## Analytic Techniques

This tutorial introduces Vector-Relational Data Models that extend relational database models with geometric datatypes and operators that provide versatile means of modeling spatial associations. Our example begins with the question: Can we use Census data to estimate the number of people who are served by various alternate arrangements of proposed trolly stops? Of course the answer is yes! In fact there are many ways of evaluating this that vary in terms of the source of data that we are using and the means of simulating the phenomenon we call accessibility. The more important question is: how can we evaluate our level of confidence in an estimate?

## Begin with a Clear Intention

Fooling around with spatial models can be fun, and one can generate lots of very interesting graphics. However, if one does not eventually come up with a specific intention or question, there can be no evaluation of whether the activity is worthwhile for anything other than creating novel graphics. Our intention in this exercise is to create a model that will allow us to evaluate alternative locations for a trolley stop in terms of the number of people who have access to that stop. Following our procedure for developing and evaluating spatial models for decision support we have consulted prior work in this area (O'Sullivan and Morall, in Transportation Research Record 1996) , and found that Americans in good health are generally willing to walk half a kilometer to light rail transit. This assumption provides a relationship we can model. In addition to this we also have a scheme of proposed trolly stops on the MBTA Green Line Extention and a collection of data representing population counts at the Block and Blockgroup level that will allow us to represent population. And so our GIS data model will tie all of this together to provide a means of understanding critical associtions of census tabulation areas with proposed transit stop locations, intended to approximate the phenomenon of 500 Meter Walking Distance.

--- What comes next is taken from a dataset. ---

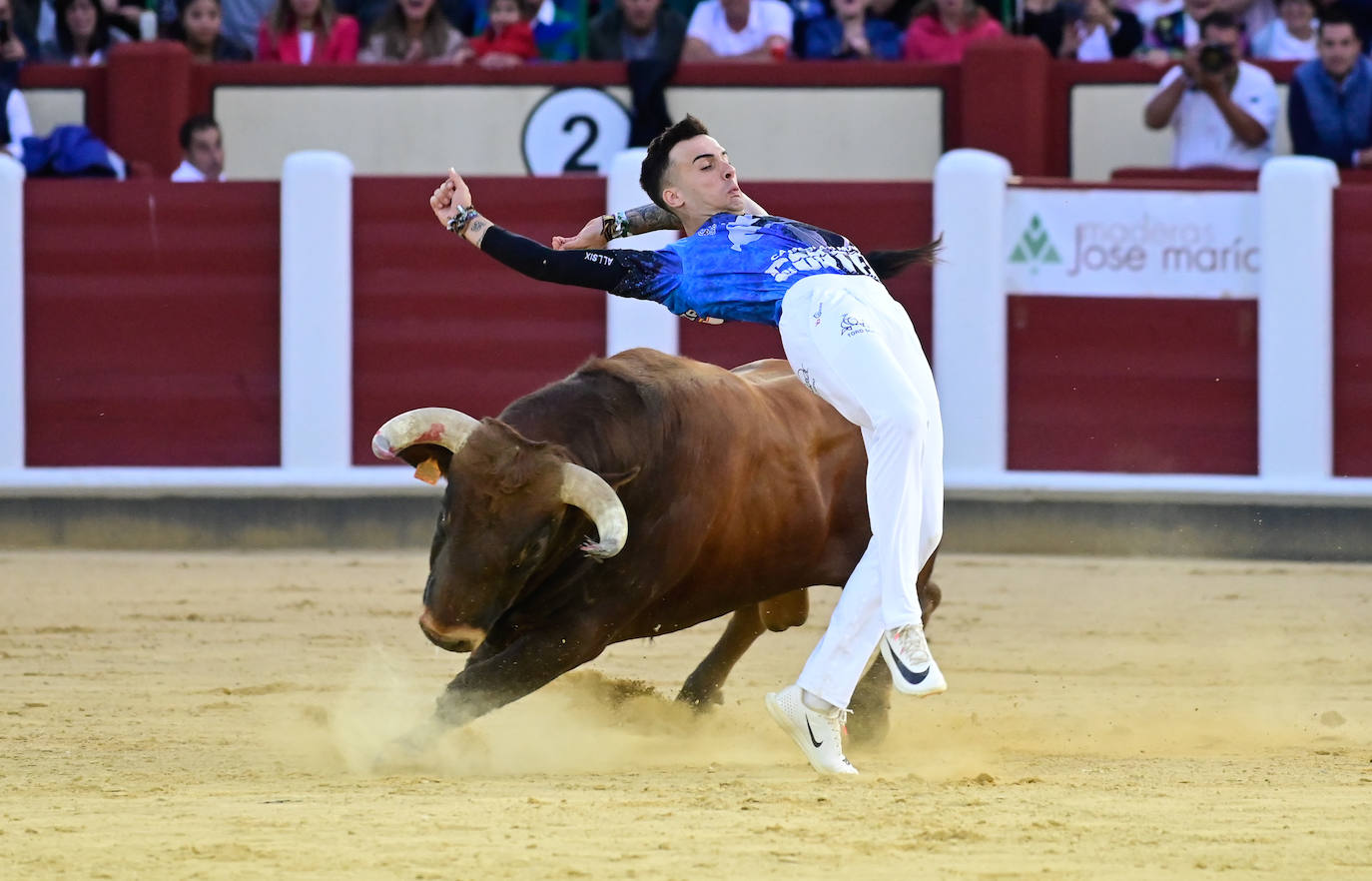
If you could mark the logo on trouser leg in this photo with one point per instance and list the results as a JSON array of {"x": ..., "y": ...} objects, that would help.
[{"x": 852, "y": 327}]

We will find that there are many ways of doing this, each of them providing different results. And we can work through various logical questions to understand whether these numbers may be systematically under or over estimating. Then to make it more interesting we should think of a sensitivity analysis to explore the real question, which is, given an estimate of 'people served' for one trolly stop location, is our model (data + simulation) good enough to give us a useful estimate of the Difference in People Served if we should shift the location of the trolley stop by one or two blocks? This clear statement of our intention provides a way of evaluating our data and our simulation procedures and coming to a reasonable degree of confidence in various models. One very important message here is that it is not bd to create a model that yields a low degree of confidence, provided you understand and explain this well. This sort of critique can lead you to understand whether the modeling technique you have devised is the best possible, given available data and procedures, and also will let you propose better data sources and simulation techniques. All of this is infinitely better than simply provioding an "Answer".

We will implement a couple of models which will help us to understand critical aspects of spatial association. Our first model will be a means of estimating the number of people who would have easy access to a series of proposed trolley stops. The second model will attempt to compare the income of Somerville Residents who have easy access to the proposed Trolley Stops. Incidentally, these models will cause us to return to some of the issues of Granularity in spatial data, including the Modifiable Aerial Unit Problem as discussed in Elements of Cartographic Style.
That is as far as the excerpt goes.